The non-electorate seats in NZ work the same way, using a national tally to hand out those seats by preference.
Instant-runoff is just a way of having a bunch of first past the post elections in one go. “If this candidate was eliminated, who would you vote for? Okay, but if that candidate was eliminated, who would you vote for?”. That’s how non-instant runoff elections work too. Until eventually you’re left with two people standing and one has more overall support.
Zagorath@aussie.zone 8 months ago
Are you considering preferential with proportional? Preferential means you order your preferences. No more, no less. A proportional system (of which STV is a quasi-member, being somewhat proportional, but not quite as purely proportional as most other proportional systems) is one where people’s overall wishes are better taken into account, and the resulting parliament is a better representation of the will of voters.

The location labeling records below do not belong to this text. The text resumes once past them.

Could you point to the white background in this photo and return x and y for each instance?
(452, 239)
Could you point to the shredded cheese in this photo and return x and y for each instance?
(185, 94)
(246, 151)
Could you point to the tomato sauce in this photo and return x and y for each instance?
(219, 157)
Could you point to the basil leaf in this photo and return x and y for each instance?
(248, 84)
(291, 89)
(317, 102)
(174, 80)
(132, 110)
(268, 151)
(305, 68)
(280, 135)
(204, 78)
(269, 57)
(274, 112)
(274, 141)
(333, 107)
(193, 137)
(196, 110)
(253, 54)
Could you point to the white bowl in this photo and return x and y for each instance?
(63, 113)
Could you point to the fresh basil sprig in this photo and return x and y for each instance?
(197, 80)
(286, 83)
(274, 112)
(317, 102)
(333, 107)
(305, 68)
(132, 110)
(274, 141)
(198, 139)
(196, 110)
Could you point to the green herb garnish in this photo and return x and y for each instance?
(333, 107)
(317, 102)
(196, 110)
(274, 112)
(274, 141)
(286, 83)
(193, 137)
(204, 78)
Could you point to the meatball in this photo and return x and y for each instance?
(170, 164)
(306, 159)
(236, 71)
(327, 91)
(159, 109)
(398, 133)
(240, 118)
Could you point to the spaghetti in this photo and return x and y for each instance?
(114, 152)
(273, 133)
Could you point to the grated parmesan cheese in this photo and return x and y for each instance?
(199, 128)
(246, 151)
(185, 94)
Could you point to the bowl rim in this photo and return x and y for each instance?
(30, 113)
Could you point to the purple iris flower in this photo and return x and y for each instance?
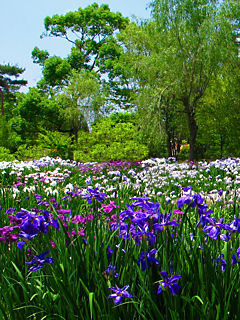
(234, 259)
(93, 194)
(110, 271)
(214, 229)
(194, 200)
(221, 262)
(109, 253)
(39, 260)
(170, 284)
(164, 223)
(119, 294)
(235, 225)
(147, 259)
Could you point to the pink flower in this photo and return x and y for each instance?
(109, 207)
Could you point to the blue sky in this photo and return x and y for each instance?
(21, 24)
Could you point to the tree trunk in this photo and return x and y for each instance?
(193, 128)
(2, 102)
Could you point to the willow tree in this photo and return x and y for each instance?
(200, 38)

Eh, sort of. It’s a way of doing a runoff voting system all in one go. It’s like the system parliamentary parties use to choose their leader, where they do one vote, eliminate the last place candidate, and then do another vote, and repeat. It’s not really FPTP because the highest-scoring candidate in each round isn’t what’s relevant, the lowest-scoring is.
But I think we both understand how the elections work from a mechanical standpoint. You’re just not clear on the correct terminology to describe them.